French shipping group CMA CGM has extended its foray into global logistics with a $3bn deal to buy warehouses in the US and Europe and a cloud-based digital platform from US technology group Ingram Micro.
The Marseille-based container company made the swoop after benefiting from a sharp rise in prices for international shipping during the pandemic and the economic recovery from the first lockdowns.
The new purchase of most of Ingram Micro’s Commerce and Lifecycle Services operations includes Shipwire, a cloud-based logistics technology platform, and 59 warehouses worldwide.
It is designed to help CMA CGM make the most of the rapid global growth of ecommerce and compete more effectively against rivals such as DHL and Kuehne+Nagel.
After a period of financial difficulties, the French group is now flush with cash as bottlenecks and logistical problems during the pandemic have boosted freight rates.
In September, it even took the rare step of freezing its spot market prices for five months to avoid alienating customers.
Last month, it also used its influx of cash to agree to buy Fenix Marine Services, a container terminal operator at the Port of Los Angeles, in a deal worth $2.3bn including debt.
The operations of Ingram Micro bought by CMA CGM have an estimated annual turnover of $1.7bn and employ 11,500 people, raising the headcount of CMA CGM’s logistics businesses to 90,000.

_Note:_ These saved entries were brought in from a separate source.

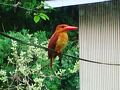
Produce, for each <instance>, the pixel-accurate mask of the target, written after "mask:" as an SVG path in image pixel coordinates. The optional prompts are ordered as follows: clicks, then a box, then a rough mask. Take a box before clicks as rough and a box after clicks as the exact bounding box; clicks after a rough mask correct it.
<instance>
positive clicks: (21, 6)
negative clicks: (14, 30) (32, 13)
mask: <svg viewBox="0 0 120 90" xmlns="http://www.w3.org/2000/svg"><path fill="white" fill-rule="evenodd" d="M20 4H21V3H20V2H18V3H17V4H7V3H0V5H3V6H10V7H13V8H17V7H18V8H21V9H24V10H26V11H35V12H37V10H35V9H30V8H25V7H22V6H19V5H20Z"/></svg>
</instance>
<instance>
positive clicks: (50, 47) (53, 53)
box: [48, 33, 59, 58]
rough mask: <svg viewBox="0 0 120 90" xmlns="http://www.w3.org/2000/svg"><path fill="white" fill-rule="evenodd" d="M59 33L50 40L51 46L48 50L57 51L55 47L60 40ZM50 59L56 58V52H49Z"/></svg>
mask: <svg viewBox="0 0 120 90" xmlns="http://www.w3.org/2000/svg"><path fill="white" fill-rule="evenodd" d="M58 36H59V35H58V33H54V34H53V35H52V37H51V38H50V41H49V44H48V48H49V49H53V50H54V49H55V46H56V42H57V40H58ZM48 57H49V58H51V57H55V52H53V51H51V50H48Z"/></svg>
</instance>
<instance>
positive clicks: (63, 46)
mask: <svg viewBox="0 0 120 90" xmlns="http://www.w3.org/2000/svg"><path fill="white" fill-rule="evenodd" d="M67 42H68V35H67V33H66V32H62V33H60V34H59V36H58V40H57V42H56V47H55V51H56V52H58V53H60V52H61V51H62V49H63V48H65V46H66V45H67Z"/></svg>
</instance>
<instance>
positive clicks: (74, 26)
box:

Mathieu Friedberg, chief executive of the company’s Ceva Logistics unit, told the Financial Times the group would finance the latest $3bn acquisition from its own resources and pay cash. He said 65 per cent of the new operations were in ecommerce.

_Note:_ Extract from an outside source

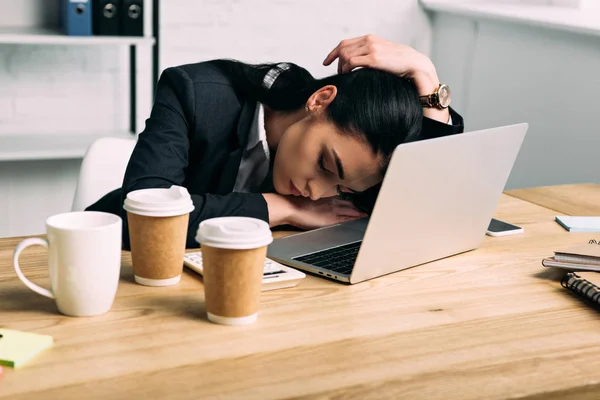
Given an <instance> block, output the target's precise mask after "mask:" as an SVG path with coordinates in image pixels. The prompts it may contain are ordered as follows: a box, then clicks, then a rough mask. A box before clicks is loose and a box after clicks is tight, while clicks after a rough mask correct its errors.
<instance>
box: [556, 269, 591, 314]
mask: <svg viewBox="0 0 600 400" xmlns="http://www.w3.org/2000/svg"><path fill="white" fill-rule="evenodd" d="M560 284H561V285H562V287H564V288H565V289H567V290H569V291H570V292H572V293H574V294H575V295H577V296H578V297H580V298H582V299H584V300H586V301H587V302H589V303H591V304H593V305H594V306H596V307H600V273H597V272H579V273H575V272H568V273H567V274H566V275H565V276H564V277H563V278H562V280H561V281H560Z"/></svg>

Ingram Micro was bought in July by Platinum Equity, the Beverly Hills-based private equity firm, which said the sale of the logistics operations would allow the group to focus on its core technology distribution and cloud services businesses.

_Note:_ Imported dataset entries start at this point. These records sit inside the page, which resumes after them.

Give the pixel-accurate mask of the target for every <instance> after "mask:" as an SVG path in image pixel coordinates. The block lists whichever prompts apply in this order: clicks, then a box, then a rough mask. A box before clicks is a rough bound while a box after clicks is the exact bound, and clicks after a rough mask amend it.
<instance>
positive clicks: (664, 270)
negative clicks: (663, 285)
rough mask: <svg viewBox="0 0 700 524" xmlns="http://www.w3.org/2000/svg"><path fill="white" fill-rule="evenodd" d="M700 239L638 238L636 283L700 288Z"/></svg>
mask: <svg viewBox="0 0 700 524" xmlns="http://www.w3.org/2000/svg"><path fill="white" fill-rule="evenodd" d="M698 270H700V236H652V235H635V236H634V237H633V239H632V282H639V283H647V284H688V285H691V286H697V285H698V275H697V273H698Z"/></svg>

Rodolphe Saadé, chair and chief executive of CMA CGM, described the latest acquisition as “strategic” and said: “After completing its turnround this year, our subsidiary Ceva Logistics will accelerate its development and join the world’s top four in contract logistics.”
Container shipping companies have also used their profits to buy new ships, but regulatory uncertainty around decarbonisation and limited global shipyard capacity has limited the scale of investments, while the concentrated nature of the industry has made further consolidation between shipping carriers unlikely.
Along with CMA CGM, Maersk, the world’s largest container shipping group, has used its pandemic profits to strengthen its position in non-ocean logistics and ecommerce.
Retailers have been increasingly outsourcing warehouse management and logistics services to specialist contractors because of the complexity of online shopping supply chains such as handling return items and repairs.